È bene anche ricordare che l’erogazione del bonus gas avviene con modalità differenti a seconda se la richiesta riguarda un impianto individuale (cliente diretto, in questo caso si passa dalla bolletta) o un impianto centralizzato (cliente indiretto, l’agevolazione viene garantita mediante l’emissione di un bonifico domiciliato erogato in un’unica soluzione).

Quanto al bonus acqua, l’ammontare è stato ampliato ed esteso ora anche ai servizi di fognatura e depurazione.In sostanza, l’agevolazione potrà coprire per una famiglia tipo di tre persone in stato di bisogno (con consumo di 150 metri cubi annui) circa un terzo del valore della spesa annua sostenuta per la bolletta dell’acqua.

Il bonus idrico attualmente garantisce la fornitura gratuita di 18,25 metri cubi di acqua su base annua (pari a 50 litri/abitante/giorno) per ogni componente della famiglia anagrafica dell’utente. L’agevolazione consentirà, per esempio, a una famiglia di 4 persone di non dover pagare 73 metri cubi di acqua all’anno.

E’ importante però ricordare che, a differenza del valore del bonus elettrico e gas, il bonus idrico non è uguale per tutti gli utenti (perché la tariffe idriche non sono uniche a livello nazionale). Per individuare l’importo esatto dello sconto applicato in bolletta, bisognerà quindi consultare il sito del proprio gestore e verificare quale sia la tariffa agevolata del servizio di acquedotto, quali siano le tariffe di fognatura e depurazione applicate e calcolare l’importo del bonus acqua al quale si ha diritto.

In alternativa è possibile contattare il call center dello Sportello per il consumatore dell’Arera (numero verde 800 166 654), che potrà fornire assistenza nella verifica della correttezza dello sconto applicato.

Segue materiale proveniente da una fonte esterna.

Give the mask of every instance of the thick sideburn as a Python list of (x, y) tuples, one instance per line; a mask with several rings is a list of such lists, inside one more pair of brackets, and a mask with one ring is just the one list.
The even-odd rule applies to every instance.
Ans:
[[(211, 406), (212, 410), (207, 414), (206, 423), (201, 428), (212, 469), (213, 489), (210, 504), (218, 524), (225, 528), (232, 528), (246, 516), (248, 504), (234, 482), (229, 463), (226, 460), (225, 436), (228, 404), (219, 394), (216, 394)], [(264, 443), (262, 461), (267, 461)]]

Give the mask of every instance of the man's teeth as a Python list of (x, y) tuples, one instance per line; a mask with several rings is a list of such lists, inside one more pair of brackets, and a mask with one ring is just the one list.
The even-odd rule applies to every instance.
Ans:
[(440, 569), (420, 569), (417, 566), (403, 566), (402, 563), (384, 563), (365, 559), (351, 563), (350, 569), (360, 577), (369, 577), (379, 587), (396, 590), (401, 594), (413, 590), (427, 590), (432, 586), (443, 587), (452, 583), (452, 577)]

La domanda di bonus deve superare una serie di passaggi di verifica dei requisiti per poter essere accolta. Solo alla fine di questi controlli e se la domanda è corretta, il cliente riceve il bonus in bolletta. Quando il bonus è in corso di erogazione, sono evidenziati nella bolletta nella sezione “totale servizi di rete – quota fissa” sia l’avvenuta ammissione alla compensazione sia il dettaglio dell’importo relativo all’applicazione del bonus. Lo stato di avanzamento della richiesta può poi essere verificato presso l’Ente in cui è stata inoltrata la domanda con la ricevuta rilasciata alla consegna, chiamando il numero verde 800 166 654 fornendo codice fiscale e numero identificativo della richiesta o collegandosi al sito, entrando nella sezione riservata “Controlla on line la tua pratica” e inserendo codice fiscale e credenziali d’accesso che sono rilasciata dal Comune o dal Caf presso cui si è presentata la richiesta di bonus.